Il me semble qu'après ce témoignage, où Charles IX est certes assez mal traité, mais seulement au moins dans les limites de la vérité; il me semble évident qu'après ces mots: non pas qu'il y mist les mains..., que l'on croirait avoir été écrits dans un élan de sincérité pour réfuter les calomnies déjà répandues, l'on ne peut plus sérieusement répéter que Charles IX prit part aux massacres, en arquebusant les huguenots de la fenêtre de sa chambre.

Il avait bien d'autres soucis, comme on vient de l'apprendre par le témoignage du pamphlet huguenot, mais comme on le sait encore mieux par une de ses lettres, retrouvée en 1842, qu'il avait écrite le lendemain du massacre au duc de Longueville, gouverneur de Picardie[342]. Il dit qu'il n'a pu s'opposer au mal, ni même y apporter remède. «Ayant eu assez à faire, ajoute-t-il, à employer mes gardes et autres forces, pour me tenir le plus fort en ce chasteau du Louvre, pour après faire donner par toute la ville de l'appaisement de la sédition,» et pour prévenir d'autres massacres, «dont j'aurois un merveilleux regret[343]

[342] Citée dans la Revue de Bibliographie de MM. Miller et Aubenas, t. III, p. 72.

[343] Il ne put malheureusement les prévenir partout. Les ordres donnés en son nom, par sa mère et par son frère le duc d'Anjou, qui avaient tout conduit à Paris, et voulaient continuer dans les provinces, devancèrent les siens. V. p. 206, 211, 216, 219, note.

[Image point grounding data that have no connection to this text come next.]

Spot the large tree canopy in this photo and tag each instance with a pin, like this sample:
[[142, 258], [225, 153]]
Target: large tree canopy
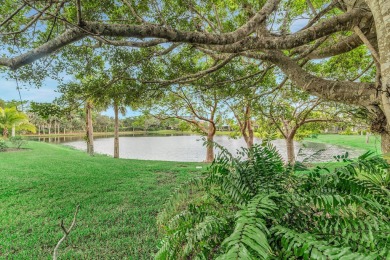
[[262, 32]]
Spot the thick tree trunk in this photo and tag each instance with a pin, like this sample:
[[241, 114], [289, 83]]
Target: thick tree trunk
[[116, 131], [89, 127], [381, 12], [385, 142], [290, 150]]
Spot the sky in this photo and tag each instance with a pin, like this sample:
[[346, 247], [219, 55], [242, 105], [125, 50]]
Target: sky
[[47, 93]]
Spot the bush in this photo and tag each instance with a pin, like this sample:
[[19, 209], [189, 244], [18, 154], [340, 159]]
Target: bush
[[3, 145], [255, 207], [17, 141]]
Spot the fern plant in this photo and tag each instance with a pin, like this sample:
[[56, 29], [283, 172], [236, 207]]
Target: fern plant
[[254, 207]]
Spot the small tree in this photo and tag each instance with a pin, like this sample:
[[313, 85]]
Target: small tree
[[12, 118]]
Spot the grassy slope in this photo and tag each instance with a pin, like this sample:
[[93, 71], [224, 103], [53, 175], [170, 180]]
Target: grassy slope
[[354, 141], [119, 200]]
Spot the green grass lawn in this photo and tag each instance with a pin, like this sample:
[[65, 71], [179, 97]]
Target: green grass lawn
[[354, 141], [119, 200]]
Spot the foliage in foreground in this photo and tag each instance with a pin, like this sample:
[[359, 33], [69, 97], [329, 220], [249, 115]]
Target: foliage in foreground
[[254, 207]]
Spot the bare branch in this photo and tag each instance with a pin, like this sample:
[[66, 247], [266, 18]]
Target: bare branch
[[78, 8], [66, 232], [132, 10], [12, 15]]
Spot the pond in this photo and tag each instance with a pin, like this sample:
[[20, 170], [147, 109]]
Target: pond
[[189, 148]]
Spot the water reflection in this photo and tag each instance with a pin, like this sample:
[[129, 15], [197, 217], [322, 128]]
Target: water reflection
[[189, 148]]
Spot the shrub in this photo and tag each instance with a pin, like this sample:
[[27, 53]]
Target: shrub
[[254, 207], [17, 141], [3, 145]]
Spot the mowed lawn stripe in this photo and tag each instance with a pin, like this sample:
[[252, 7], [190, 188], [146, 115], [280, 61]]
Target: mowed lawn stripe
[[119, 200]]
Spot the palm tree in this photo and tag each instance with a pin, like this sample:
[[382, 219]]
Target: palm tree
[[12, 118]]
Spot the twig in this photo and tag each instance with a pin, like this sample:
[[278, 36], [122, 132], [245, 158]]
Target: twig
[[66, 232]]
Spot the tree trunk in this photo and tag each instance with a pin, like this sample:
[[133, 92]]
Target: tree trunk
[[5, 132], [210, 148], [13, 130], [290, 150], [210, 145], [89, 127], [381, 12], [116, 131], [250, 134], [385, 142]]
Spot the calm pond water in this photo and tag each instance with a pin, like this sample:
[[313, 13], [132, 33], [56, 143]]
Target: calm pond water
[[189, 148]]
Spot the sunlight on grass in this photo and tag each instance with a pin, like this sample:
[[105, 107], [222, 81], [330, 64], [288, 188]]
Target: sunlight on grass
[[119, 201]]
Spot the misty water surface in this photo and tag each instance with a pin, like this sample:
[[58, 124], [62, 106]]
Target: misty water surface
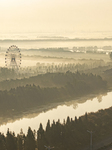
[[71, 109]]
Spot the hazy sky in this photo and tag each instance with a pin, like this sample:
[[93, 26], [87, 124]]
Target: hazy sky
[[55, 15]]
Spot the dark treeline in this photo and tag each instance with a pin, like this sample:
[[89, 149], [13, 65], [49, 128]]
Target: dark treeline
[[54, 80], [73, 85], [69, 135]]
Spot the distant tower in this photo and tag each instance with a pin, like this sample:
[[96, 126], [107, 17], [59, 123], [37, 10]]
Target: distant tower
[[13, 57]]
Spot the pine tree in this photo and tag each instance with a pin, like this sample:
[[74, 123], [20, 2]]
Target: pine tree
[[30, 140]]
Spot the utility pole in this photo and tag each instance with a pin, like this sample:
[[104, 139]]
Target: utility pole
[[91, 146]]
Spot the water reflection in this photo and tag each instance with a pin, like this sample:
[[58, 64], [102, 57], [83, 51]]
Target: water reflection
[[72, 109]]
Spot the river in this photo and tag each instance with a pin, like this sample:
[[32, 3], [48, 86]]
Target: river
[[72, 108]]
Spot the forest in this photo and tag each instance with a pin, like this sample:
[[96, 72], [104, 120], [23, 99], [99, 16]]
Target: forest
[[69, 135], [69, 85]]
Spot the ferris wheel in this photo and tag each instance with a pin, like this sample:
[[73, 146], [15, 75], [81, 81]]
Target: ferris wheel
[[13, 57]]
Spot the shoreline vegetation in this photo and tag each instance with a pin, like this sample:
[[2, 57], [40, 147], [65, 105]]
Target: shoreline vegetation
[[72, 133], [65, 87]]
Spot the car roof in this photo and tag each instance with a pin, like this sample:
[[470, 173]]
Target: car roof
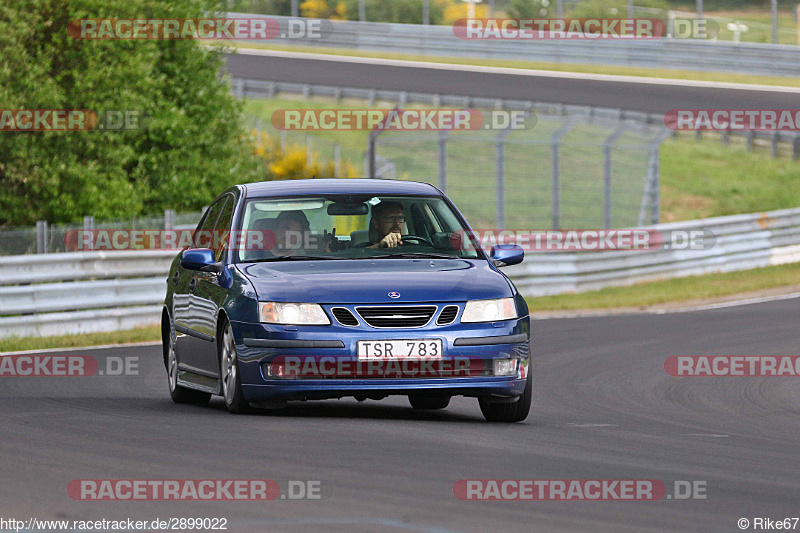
[[338, 186]]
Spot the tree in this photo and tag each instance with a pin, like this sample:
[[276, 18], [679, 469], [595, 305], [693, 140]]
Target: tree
[[190, 143]]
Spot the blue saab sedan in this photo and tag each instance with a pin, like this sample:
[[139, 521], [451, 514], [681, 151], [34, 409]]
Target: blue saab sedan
[[320, 289]]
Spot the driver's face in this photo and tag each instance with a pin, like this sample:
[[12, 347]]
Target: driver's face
[[391, 221]]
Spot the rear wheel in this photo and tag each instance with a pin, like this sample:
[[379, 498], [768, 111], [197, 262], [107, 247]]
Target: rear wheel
[[178, 393], [509, 412], [229, 368], [429, 402]]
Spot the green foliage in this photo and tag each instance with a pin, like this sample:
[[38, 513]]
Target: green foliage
[[190, 146]]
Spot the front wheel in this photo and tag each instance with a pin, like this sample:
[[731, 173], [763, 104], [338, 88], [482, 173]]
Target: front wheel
[[229, 369], [509, 412]]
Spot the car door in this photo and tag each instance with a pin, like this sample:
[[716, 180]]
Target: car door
[[191, 341], [209, 296]]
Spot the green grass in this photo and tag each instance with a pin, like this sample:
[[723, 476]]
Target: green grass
[[672, 290], [699, 179], [551, 66], [15, 344]]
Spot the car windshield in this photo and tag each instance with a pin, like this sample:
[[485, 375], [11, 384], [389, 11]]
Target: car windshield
[[351, 227]]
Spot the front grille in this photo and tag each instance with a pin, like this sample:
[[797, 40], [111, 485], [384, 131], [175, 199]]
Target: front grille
[[344, 316], [397, 316], [447, 315]]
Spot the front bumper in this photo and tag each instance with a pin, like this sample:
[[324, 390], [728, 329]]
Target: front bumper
[[260, 344]]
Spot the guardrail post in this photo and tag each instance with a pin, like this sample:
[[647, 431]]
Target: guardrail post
[[442, 154], [774, 144], [556, 174], [500, 157], [609, 142], [337, 160], [796, 147], [41, 236], [169, 219]]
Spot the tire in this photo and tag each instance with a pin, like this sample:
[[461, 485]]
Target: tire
[[509, 412], [429, 402], [178, 393], [229, 373]]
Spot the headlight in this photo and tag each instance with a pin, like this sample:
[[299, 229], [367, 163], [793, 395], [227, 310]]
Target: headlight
[[292, 313], [489, 310]]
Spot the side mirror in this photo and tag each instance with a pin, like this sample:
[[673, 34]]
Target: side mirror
[[200, 259], [506, 254]]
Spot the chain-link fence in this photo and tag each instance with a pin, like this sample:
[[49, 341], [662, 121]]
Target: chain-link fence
[[565, 172]]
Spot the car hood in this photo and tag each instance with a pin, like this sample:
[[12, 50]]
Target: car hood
[[371, 281]]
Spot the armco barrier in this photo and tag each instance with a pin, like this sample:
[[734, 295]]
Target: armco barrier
[[67, 293], [681, 54]]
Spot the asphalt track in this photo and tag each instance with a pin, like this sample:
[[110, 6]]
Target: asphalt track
[[603, 408], [657, 96]]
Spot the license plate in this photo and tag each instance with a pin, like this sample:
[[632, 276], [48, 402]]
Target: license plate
[[400, 349]]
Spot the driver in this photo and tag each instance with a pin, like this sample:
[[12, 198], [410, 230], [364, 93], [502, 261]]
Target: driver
[[388, 220]]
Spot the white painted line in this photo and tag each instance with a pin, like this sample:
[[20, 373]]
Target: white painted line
[[78, 349], [643, 80]]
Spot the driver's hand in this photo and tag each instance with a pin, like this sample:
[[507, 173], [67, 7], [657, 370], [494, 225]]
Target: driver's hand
[[391, 240]]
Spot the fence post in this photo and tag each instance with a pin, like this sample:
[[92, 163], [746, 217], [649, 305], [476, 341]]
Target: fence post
[[609, 142], [442, 154], [41, 236], [796, 147], [774, 144], [500, 156], [556, 175], [337, 160]]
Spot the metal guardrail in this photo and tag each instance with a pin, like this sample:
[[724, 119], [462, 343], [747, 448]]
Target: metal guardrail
[[133, 284], [83, 292], [682, 54], [778, 143]]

M'en voudra-t-on pour ces démentis que je donne à l'opinion commune? Ce serait avoir mauvaise grâce. Ce que j'ai tâché de détruire là n'est pas, en effet, une de ces «belles choses, lesquelles, disait Pasquier, bien qu'elles ne soyent aydées d'aucteurs anciens, si est-ce qu'il est bien séant à tout bon citoyen de les croire pour la majesté de l'empire[344]».

[344] Recherches de la France, liv. VIII, ch. XXI.